Am J Cardiol. 1982 Oct;50(4):762-8.
Echocardiographic features of carcinoid heart disease.
Callahan JA, Wroblewski EM, Reeder GS, Edwards WD, Seward JB, Tajik AJ.
We reviewed the records of the Mayo Clinic patients with known carcinoid syndrome in whom echocardiographic studies had been done. Nineteen patients had M-mode and 2-dimensional echocardiographic examinations, and 1 patient had an M-mode examination only.
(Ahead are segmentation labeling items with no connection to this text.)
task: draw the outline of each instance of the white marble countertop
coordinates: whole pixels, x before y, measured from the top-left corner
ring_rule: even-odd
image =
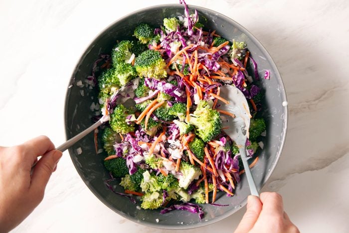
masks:
[[[95,35],[133,11],[177,0],[0,2],[0,144],[65,139],[64,98],[77,61]],[[283,197],[302,232],[349,232],[349,1],[187,0],[239,22],[264,45],[282,76],[289,106],[285,145],[263,191]],[[1,191],[0,192],[4,192]],[[181,232],[232,232],[245,208]],[[13,232],[171,232],[144,227],[104,205],[67,152],[41,204]]]

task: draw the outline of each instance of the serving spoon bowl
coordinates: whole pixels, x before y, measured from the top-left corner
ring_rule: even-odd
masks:
[[[247,100],[241,91],[234,86],[225,85],[220,87],[220,90],[221,96],[229,101],[229,104],[223,103],[219,108],[235,115],[235,117],[229,115],[224,117],[222,121],[224,132],[239,148],[251,194],[259,197],[247,161],[251,157],[246,154],[246,142],[249,136],[250,119],[252,117]]]

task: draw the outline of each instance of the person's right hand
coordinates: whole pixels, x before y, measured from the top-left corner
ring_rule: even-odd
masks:
[[[299,233],[284,211],[282,198],[276,193],[262,193],[247,199],[247,210],[234,233]]]

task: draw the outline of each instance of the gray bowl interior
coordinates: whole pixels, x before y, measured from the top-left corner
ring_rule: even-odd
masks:
[[[252,169],[257,187],[261,188],[270,177],[281,154],[285,141],[287,124],[287,108],[282,103],[286,101],[286,94],[281,78],[270,55],[261,43],[246,29],[231,19],[208,9],[189,5],[191,12],[196,9],[199,17],[208,19],[206,28],[216,30],[216,33],[232,41],[235,39],[245,41],[252,56],[258,64],[262,86],[265,91],[263,101],[264,117],[267,120],[267,135],[264,140],[264,148],[259,154],[259,160]],[[83,82],[91,75],[92,64],[100,53],[109,53],[117,39],[131,38],[133,28],[141,22],[159,26],[164,17],[182,15],[183,7],[180,4],[158,5],[135,12],[115,22],[97,36],[86,49],[78,62],[68,88],[65,108],[65,125],[66,137],[69,139],[92,124],[90,110],[93,101],[97,102],[95,90],[84,88],[82,96],[81,89],[75,84]],[[266,69],[271,71],[271,79],[263,78]],[[93,98],[93,100],[91,99]],[[101,148],[100,142],[99,147]],[[76,149],[81,148],[82,153],[78,154]],[[183,229],[202,227],[221,220],[235,213],[246,203],[250,194],[247,179],[242,175],[241,181],[232,197],[227,197],[219,192],[216,203],[228,204],[226,207],[211,205],[202,205],[205,218],[200,220],[198,216],[186,211],[174,211],[165,215],[159,210],[139,210],[138,204],[132,204],[126,198],[116,195],[105,186],[104,181],[109,174],[103,165],[103,154],[96,154],[93,134],[91,133],[69,149],[71,160],[81,179],[88,188],[106,206],[117,214],[144,225],[163,229]],[[123,189],[113,184],[116,190]],[[157,222],[159,220],[159,223]]]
Of the 20 patients, 8 had no evidence by echocardiogram of carcinoid heart disease; 2 had changes in the tricuspid valve echogram suggestive of early carcinoid heart disease, and the other 10 patients had the following distinctive echocardiographic findings: (1) the pattern of right ventricular volume overload (enlarged right ventricle with abnormal septal motion); (2) abnormal right-sided valves, including (a) a striking appearance of the tricuspid valve, the leaflets appearing thickened, retracted, and fixed in a semiopen position throughout the cardiac cycle, and (b) thickened, retracted pulmonic valve cusps, when visualized; and (3) the left-sided valves and chambers rarely involved. These echocardiographic features are distinctive of advanced carcinoid heart disease and correlate closely with pathologic findings.